Here I am starting off 2026 with an early blog article. I am now free to work from anywhere, since I no longer have to attend online meetings. Today, on this first working day of the year, I'm writing this from Komugi Cafe at Main Place, a cafe which I am quite fond of. Earlier this morning, I was up early for my morning walk in the park, where I listened to a lecture on the subject of karma by an academic who has studied it from a Hindu and Buddhist perspective.

I agreed with most of his views about karma. For example, the popular notion of karma is that it is some kind of cosmic law of retribution, and that is not exactly correct. Karma, or at least the way I choose to understand it, is just action and its effects. 

There is no 'good' or 'bad' karma as such. The effects of one's thoughts and actions (which also originate from thoughts) are a complex interaction of many forces.
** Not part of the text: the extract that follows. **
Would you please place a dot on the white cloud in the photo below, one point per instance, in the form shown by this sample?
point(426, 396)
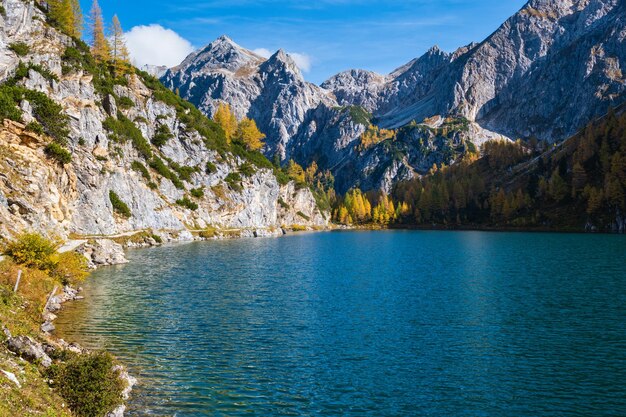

But every tiny little thought has a consequence in the universe; at the very least, it will change the state of your mind. Neuronal connections are reinforced or disinhibited as a consequence of the thought. The type of change that happens is dependent on the existing state of your complex neural network.

The state of your mind now determines your next thought (and hence action). If you have been cultivating thoughts of hatred towards someone, the likelihood of you taking an action that will lead to negative consequences in your relationship with that person increases. You could have avoided it if you had dissolved your hatred at its conception. That's how you 'burn' karma. Samskaras are just latent states which you had cultivated over time. 

How do you dissolve karma? That's where meditation comes in. When you meditate, you can observe all these subtle impressions of the mind. Everything that distracts you when you meditate consists of latent karmic forces, which you had inadvertently cultivated in the past. Understand their origin and allow them to dissipate their energy by channelling them into some positive action. If you sincerely forgive someone who has wronged you, that karma is immediately dissolved. End of story. You close the account. That's one way of 'burning' karma.

'Bad karma' only arises when many negative thoughts have accumulated and reinforced themselves sufficiently to snowball into some physical circumstance that causes you suffering. Do not rejoice too much over 'good karma', for it is also a transient state, which momentarily appears to bring you some pleasure. Gratitude is the right attitude to 'enjoy' your karmic windfall, lest it may inflate your ego, which again could lead you karmically astray. Let go, dissolve, recharge and redistribute. Let our actions and reactions even out the imbalances in the karmic continuum. 

What about actions from our past lives? Doesn't the belief in karma also imply the belief in reincarnation and how we reap the consequences of our good or bad actions from previous lives? Well, I would suggest that understanding the effects of karma within your lifetime is already a good start. Whether we have past or future lives is a slightly different discussion, because it involves your grasp of what life is, and how you view yourself, your personality, with all your idiosyncratic likes and dislikes, in relation to the universe. As long as you see yourself as this limited being, you will always have past and future lives. We will leave this as the intriguing subject for a future blog article. 

When you grasp the karma that is latent and manifesting at this very moment, the past and the future are immaterial. Learn to handle the karma of the moment, and you will see that all of existence is a continuum, and karma is nothing but its ripples.